Elsewhere, Miss Spencer cannot easily shake her conventional wisdom act, we’ve seen too much of her in that level of performance in a decade that’s seen her stock rise. The only performer who busts out without even trying, in an effortless screen turn is Stanley Tucci, portraying the snidely, twirl-able handlebar mustache wearing hotel manager looking to keep order against Hathaway, his former Devil Wears Prada associate. He is agile, nimble, and physically adaptive without being asked, going the extra mile for the camera even if most of what he’s playing with is far from realistic.

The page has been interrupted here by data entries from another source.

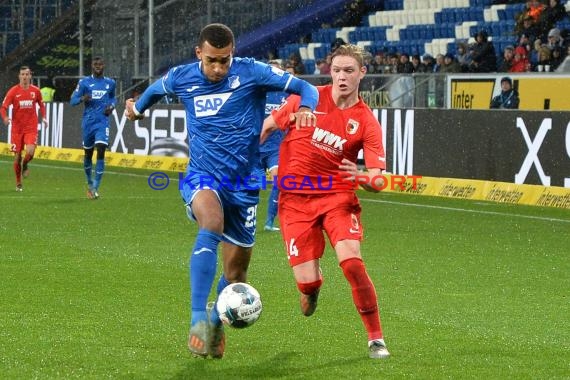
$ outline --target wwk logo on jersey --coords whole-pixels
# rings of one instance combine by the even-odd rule
[[[320,128],[315,128],[311,141],[313,145],[335,154],[342,153],[342,146],[345,142],[346,139]]]
[[[32,108],[32,106],[34,105],[34,101],[33,100],[20,100],[20,108]]]
[[[93,90],[91,92],[91,99],[102,99],[106,93],[107,91],[105,90]]]
[[[228,101],[231,95],[231,92],[225,92],[223,94],[196,96],[194,98],[196,117],[217,115],[220,108]]]

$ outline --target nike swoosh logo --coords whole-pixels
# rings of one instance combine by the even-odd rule
[[[93,83],[93,84],[90,84],[90,85],[89,85],[89,87],[93,87],[93,86],[95,86],[95,84],[94,84],[94,83]]]
[[[186,91],[192,92],[192,91],[197,90],[197,89],[199,89],[199,88],[200,88],[200,86],[192,86],[192,87],[190,87],[190,88],[187,88]]]
[[[327,114],[326,112],[321,112],[321,111],[313,111],[313,113],[315,115],[326,115]]]
[[[19,98],[20,96],[22,96],[22,95],[18,94],[18,95],[16,95],[16,98]]]
[[[210,248],[200,248],[199,250],[192,252],[193,255],[199,255],[200,253],[203,252],[212,252],[214,253]]]
[[[351,228],[348,230],[348,232],[350,232],[351,234],[358,234],[360,233],[360,230],[355,230],[354,228]]]

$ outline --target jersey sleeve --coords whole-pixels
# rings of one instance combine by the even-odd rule
[[[364,164],[368,169],[386,169],[386,155],[382,141],[382,127],[375,117],[371,117],[366,125],[364,141]]]
[[[157,79],[154,83],[147,87],[135,103],[135,109],[138,113],[144,113],[153,104],[162,99],[165,95],[172,92],[172,78],[175,74],[176,67],[172,68],[162,78]]]
[[[14,87],[10,88],[2,101],[2,106],[0,107],[0,113],[2,114],[2,119],[8,117],[8,108],[12,104],[14,98]]]
[[[40,113],[42,114],[42,118],[46,119],[46,104],[44,103],[44,99],[42,98],[42,92],[39,88],[36,88],[36,96],[38,99],[38,106],[40,107]]]
[[[257,61],[254,61],[254,65],[255,70],[260,74],[261,83],[268,86],[270,90],[300,95],[301,101],[297,108],[304,106],[314,110],[317,107],[319,92],[315,86],[277,67]]]
[[[291,126],[289,115],[299,108],[300,103],[301,97],[299,95],[291,95],[285,99],[279,108],[271,112],[271,116],[273,116],[273,120],[279,129],[285,130]]]
[[[77,83],[77,86],[75,87],[75,90],[71,94],[71,99],[69,100],[69,103],[72,106],[76,106],[79,103],[81,103],[81,97],[83,96],[83,93],[85,92],[83,89],[84,88],[83,83],[84,83],[84,80],[80,79],[79,82]]]

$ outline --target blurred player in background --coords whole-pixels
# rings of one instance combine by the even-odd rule
[[[269,61],[271,66],[283,70],[279,61]],[[279,108],[281,104],[289,96],[288,93],[283,91],[271,91],[267,93],[267,101],[265,103],[265,116],[269,116],[271,111]],[[284,133],[280,130],[274,131],[265,139],[265,142],[259,147],[261,155],[260,165],[261,173],[258,175],[265,175],[265,171],[269,171],[271,178],[277,177],[277,166],[279,163],[279,146],[283,140]],[[273,185],[269,199],[267,200],[267,218],[263,229],[265,231],[279,231],[279,228],[274,225],[275,217],[277,216],[277,198],[279,197],[279,187]]]
[[[289,113],[299,105],[299,98],[292,95],[265,120],[261,141],[277,128],[287,131],[281,143],[279,178],[288,178],[288,183],[279,189],[279,220],[301,292],[302,313],[310,316],[317,307],[323,282],[319,261],[325,249],[324,231],[352,288],[368,333],[369,357],[380,359],[390,354],[382,335],[374,283],[360,253],[361,208],[351,183],[356,180],[365,190],[377,192],[386,167],[380,124],[358,95],[366,74],[365,54],[356,45],[342,45],[332,53],[332,85],[318,87],[316,128],[289,128]],[[356,165],[361,149],[367,172],[359,172]],[[319,180],[326,185],[318,186]],[[315,186],[308,186],[309,182]]]
[[[0,107],[2,121],[6,126],[12,125],[11,150],[14,152],[14,173],[16,173],[16,191],[22,191],[22,176],[28,177],[29,162],[34,158],[36,141],[38,139],[38,108],[42,114],[42,121],[47,126],[46,107],[42,101],[40,89],[32,85],[32,70],[28,66],[20,67],[18,74],[20,83],[13,86],[6,93]],[[12,117],[8,115],[8,108],[12,106]],[[22,159],[22,150],[26,154]]]
[[[311,110],[318,101],[316,88],[306,81],[265,63],[234,57],[234,46],[230,28],[205,26],[195,48],[198,62],[172,68],[136,103],[128,99],[125,105],[130,120],[142,119],[145,110],[167,95],[179,98],[186,108],[190,160],[180,186],[187,214],[198,223],[190,255],[192,316],[188,337],[188,348],[198,357],[221,358],[225,349],[216,308],[207,305],[220,242],[223,273],[217,293],[230,283],[247,279],[259,188],[232,184],[250,176],[258,166],[266,93],[300,94],[291,115],[299,125],[311,124]]]
[[[103,75],[105,62],[101,57],[94,57],[91,62],[91,75],[82,78],[70,103],[76,106],[83,102],[83,168],[87,177],[87,197],[99,198],[99,186],[105,171],[105,150],[109,146],[109,115],[115,109],[115,80]],[[95,178],[92,178],[93,151],[97,150]]]

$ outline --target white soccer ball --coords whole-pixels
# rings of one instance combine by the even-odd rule
[[[222,290],[216,310],[224,324],[243,329],[259,319],[263,310],[261,296],[253,286],[236,282]]]

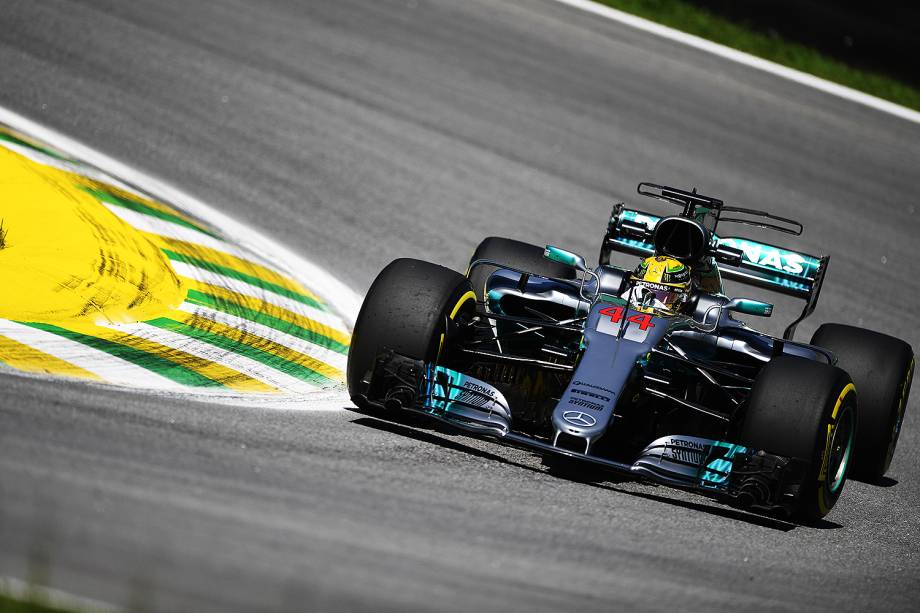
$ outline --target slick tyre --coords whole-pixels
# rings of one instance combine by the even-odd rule
[[[434,361],[445,350],[448,322],[475,305],[460,273],[421,260],[391,262],[367,291],[355,322],[346,373],[352,400],[362,404],[362,379],[380,351]]]
[[[812,523],[830,512],[843,491],[856,418],[856,390],[846,372],[778,356],[754,383],[739,441],[805,462],[793,516]]]
[[[914,374],[914,352],[904,341],[845,326],[824,324],[811,344],[831,350],[859,392],[859,430],[853,477],[877,482],[888,471],[901,433]]]
[[[476,260],[492,260],[512,268],[526,270],[544,277],[558,277],[561,279],[574,279],[575,269],[559,262],[553,262],[543,257],[543,247],[523,243],[511,238],[490,236],[485,239],[470,258],[470,264]],[[486,299],[486,281],[495,271],[495,266],[482,265],[473,270],[467,267],[467,276],[476,294],[476,300],[484,302]]]

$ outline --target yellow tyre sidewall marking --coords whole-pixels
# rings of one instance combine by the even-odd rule
[[[470,300],[472,300],[472,301],[474,301],[474,302],[476,301],[476,294],[473,293],[472,291],[468,291],[468,292],[466,292],[465,294],[463,294],[462,296],[460,296],[460,300],[458,300],[457,303],[454,305],[454,308],[451,309],[451,312],[450,312],[450,320],[451,320],[451,321],[453,321],[454,318],[457,316],[457,313],[460,312],[460,308],[461,308],[465,303],[469,302]],[[442,333],[441,333],[441,340],[438,341],[438,355],[437,355],[436,361],[437,361],[437,359],[439,359],[439,358],[441,357],[441,350],[444,349],[444,337],[445,337],[445,334],[446,334],[445,332],[442,332]]]
[[[898,400],[898,411],[895,416],[894,426],[889,436],[888,449],[886,451],[885,461],[888,464],[891,464],[891,461],[894,459],[894,448],[893,446],[897,444],[896,437],[900,433],[901,424],[904,420],[904,411],[907,410],[907,394],[910,391],[911,379],[914,375],[914,364],[915,358],[911,356],[910,366],[907,367],[907,375],[904,377],[904,381],[901,383],[901,396]]]
[[[846,397],[851,394],[856,393],[856,386],[852,383],[848,383],[843,390],[841,390],[840,395],[837,397],[837,402],[834,404],[834,410],[831,411],[831,423],[827,424],[827,434],[824,442],[824,451],[821,453],[821,470],[818,472],[818,508],[821,511],[822,515],[826,515],[830,511],[830,504],[827,499],[827,464],[830,461],[831,456],[831,443],[834,439],[834,430],[837,428],[837,414],[840,412],[840,407],[843,406],[843,401]]]

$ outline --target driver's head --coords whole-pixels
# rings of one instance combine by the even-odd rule
[[[663,255],[646,258],[630,276],[635,307],[677,313],[690,299],[690,268]]]

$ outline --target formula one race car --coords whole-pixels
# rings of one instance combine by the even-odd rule
[[[829,257],[716,228],[799,235],[801,224],[696,190],[638,192],[680,214],[616,205],[596,268],[495,237],[466,275],[392,262],[355,325],[354,402],[531,449],[550,470],[601,467],[802,522],[831,510],[849,474],[880,479],[907,406],[911,347],[840,324],[793,341]],[[625,270],[610,265],[613,251],[645,259]],[[723,277],[805,308],[783,338],[758,332],[733,313],[769,317],[772,305],[725,296]]]

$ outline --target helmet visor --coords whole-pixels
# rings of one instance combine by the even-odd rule
[[[682,290],[646,285],[640,281],[633,291],[632,303],[635,306],[673,310],[675,306],[683,303],[685,296],[686,293]]]

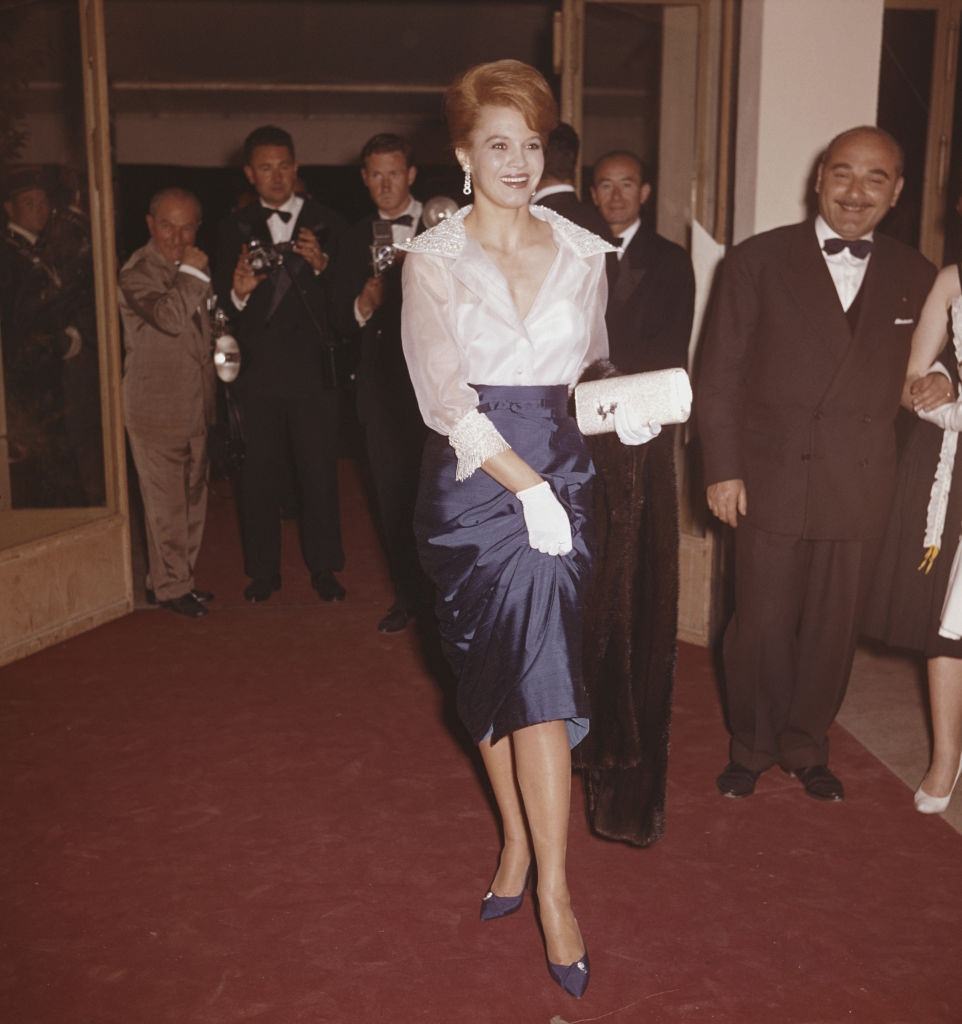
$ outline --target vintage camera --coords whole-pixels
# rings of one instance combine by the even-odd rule
[[[269,274],[272,270],[282,267],[287,254],[293,252],[291,242],[262,242],[252,238],[247,243],[247,261],[255,274]]]
[[[373,224],[371,242],[371,267],[374,276],[380,277],[394,266],[398,252],[394,248],[394,232],[389,220],[376,220]]]

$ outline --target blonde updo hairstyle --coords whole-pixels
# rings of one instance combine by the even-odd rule
[[[467,149],[482,107],[513,107],[542,144],[558,124],[558,104],[544,75],[520,60],[475,64],[444,94],[444,116],[451,145]]]

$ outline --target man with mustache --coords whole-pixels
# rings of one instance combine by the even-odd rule
[[[902,191],[887,132],[842,132],[818,167],[814,220],[737,245],[722,268],[695,411],[708,505],[735,535],[724,641],[731,759],[745,797],[773,764],[841,800],[827,733],[848,684],[895,481],[894,420],[934,276],[875,229]],[[930,374],[919,400],[950,385]],[[933,404],[939,404],[938,401]]]

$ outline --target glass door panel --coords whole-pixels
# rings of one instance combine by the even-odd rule
[[[698,126],[694,5],[588,3],[582,134],[585,160],[628,149],[653,186],[649,217],[688,244]]]
[[[0,11],[0,547],[106,505],[75,3]]]

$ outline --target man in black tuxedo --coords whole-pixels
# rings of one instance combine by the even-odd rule
[[[592,376],[687,367],[695,300],[688,254],[655,234],[641,160],[609,153],[592,199],[610,237],[608,325],[614,369]],[[597,550],[585,609],[585,681],[591,732],[580,756],[592,828],[638,845],[664,828],[668,726],[678,627],[678,497],[674,431],[629,447],[588,439],[598,470]],[[626,711],[627,709],[627,711]]]
[[[401,261],[375,270],[371,247],[375,234],[390,245],[422,230],[416,176],[406,139],[380,134],[365,144],[361,179],[376,209],[345,234],[336,274],[340,330],[361,338],[358,419],[395,591],[382,633],[404,629],[423,587],[412,520],[425,428],[401,350]]]
[[[544,151],[544,172],[531,202],[547,206],[562,217],[608,238],[608,227],[591,203],[583,203],[575,189],[575,171],[581,143],[578,133],[565,121],[548,136]]]
[[[68,434],[64,377],[83,351],[75,290],[50,258],[45,176],[5,182],[0,230],[0,332],[14,507],[87,504]],[[88,339],[88,344],[90,340]]]
[[[340,601],[334,570],[344,564],[337,496],[338,399],[331,376],[330,264],[340,218],[294,193],[294,143],[281,128],[255,129],[244,142],[244,174],[258,201],[221,226],[214,289],[242,353],[233,387],[246,454],[241,523],[248,601],[279,589],[282,469],[291,453],[300,498],[301,549],[318,596]],[[279,263],[250,255],[280,247]],[[273,249],[274,252],[278,250]],[[288,449],[289,446],[289,449]]]
[[[774,764],[841,800],[827,733],[841,706],[895,485],[895,416],[935,276],[875,229],[902,190],[875,127],[829,143],[814,220],[735,246],[721,268],[695,410],[708,505],[735,535],[724,642],[732,730],[718,776],[746,797]],[[926,387],[948,390],[940,375]],[[923,382],[919,382],[920,384]]]
[[[608,255],[608,343],[624,373],[688,366],[695,275],[688,253],[645,222],[645,165],[627,150],[595,164],[591,198],[620,252]]]

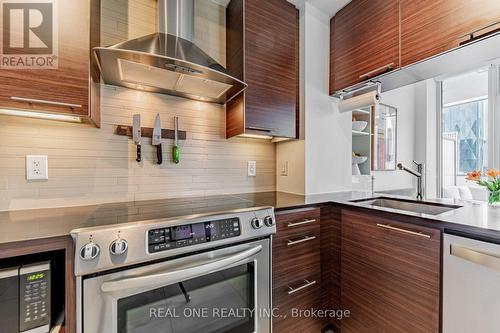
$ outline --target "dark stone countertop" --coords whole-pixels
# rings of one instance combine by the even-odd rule
[[[376,196],[382,196],[377,194]],[[393,195],[383,195],[394,197]],[[91,206],[48,208],[0,212],[0,243],[26,241],[69,235],[77,228],[169,218],[233,209],[273,206],[277,211],[309,205],[336,203],[365,207],[351,200],[370,198],[368,192],[336,192],[320,195],[296,195],[284,192],[260,192],[234,195],[106,203]],[[500,208],[485,203],[434,200],[456,204],[461,208],[439,214],[425,215],[370,206],[368,209],[425,218],[436,227],[481,238],[500,240]]]

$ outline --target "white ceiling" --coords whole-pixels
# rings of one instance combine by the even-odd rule
[[[347,5],[351,0],[307,0],[314,7],[317,7],[322,12],[328,14],[332,17],[345,5]]]

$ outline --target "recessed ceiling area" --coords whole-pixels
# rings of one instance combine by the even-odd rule
[[[304,1],[320,9],[329,17],[334,16],[340,9],[351,2],[351,0],[288,0],[288,2],[291,2],[295,5],[298,5],[299,3]]]
[[[332,17],[351,0],[309,0],[309,2]]]

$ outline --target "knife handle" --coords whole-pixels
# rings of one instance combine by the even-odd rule
[[[141,157],[141,144],[138,143],[137,144],[137,158],[135,159],[137,162],[140,162],[142,161],[142,157]]]
[[[179,162],[180,162],[180,150],[179,150],[179,146],[177,146],[177,145],[174,145],[172,148],[172,161],[175,164],[179,164]]]
[[[157,164],[162,164],[163,163],[163,151],[161,150],[161,143],[156,146],[156,157],[158,159]]]

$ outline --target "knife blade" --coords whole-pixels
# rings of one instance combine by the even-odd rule
[[[137,158],[135,159],[137,162],[142,160],[141,157],[141,115],[134,114],[132,120],[132,137],[134,139],[135,144],[137,145]]]
[[[160,114],[158,113],[155,118],[155,126],[153,128],[153,146],[156,146],[156,157],[157,164],[163,163],[163,152],[161,148],[161,119]]]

Bless Mr. Rock for trying to set the tone with his wise aging tenor voice, though his presence would make more sense if The Witches had tried a bit harder to lean closer to the novel. It fails to lean just hard enough on the good vs evil battle until it was convenient, much close to the tail end than any of us would’ve preferred. Zemeckis spends the entire film figuring out just what he got himself into, and we’re all along for the very awkward, squeaky-clean ride. Like a weak offering at Disneyland, but missing of any salt, sugar, or even garlic, which just makes it even worse. The danger, the fright, the mere quirkiness of Roald Dahl’s writing is shaved away in effort to keep wary parents from not going overboard. No doubt, the target audience, skewered down significantly here will be pleased by the CGI cuteness and storybook simplemindedness. This could easily be the last straw for Zemeckis’s Hollywood hit parade, but he could easily surprise a waiting audience yet again. For now, unless the kids are not ready to handle the macabre just yet, it’d be wise to skip this remake, and look toward Roeg’s Pan-European horror masterclass of the same name. At least then, actual things for the greater good of film are bound to happen. (D+; 2/5 Horns Up!)

The Witches is currently streaming on HBO Max; rated PG for scary images/moments, language and thematic elements; 106 minutes.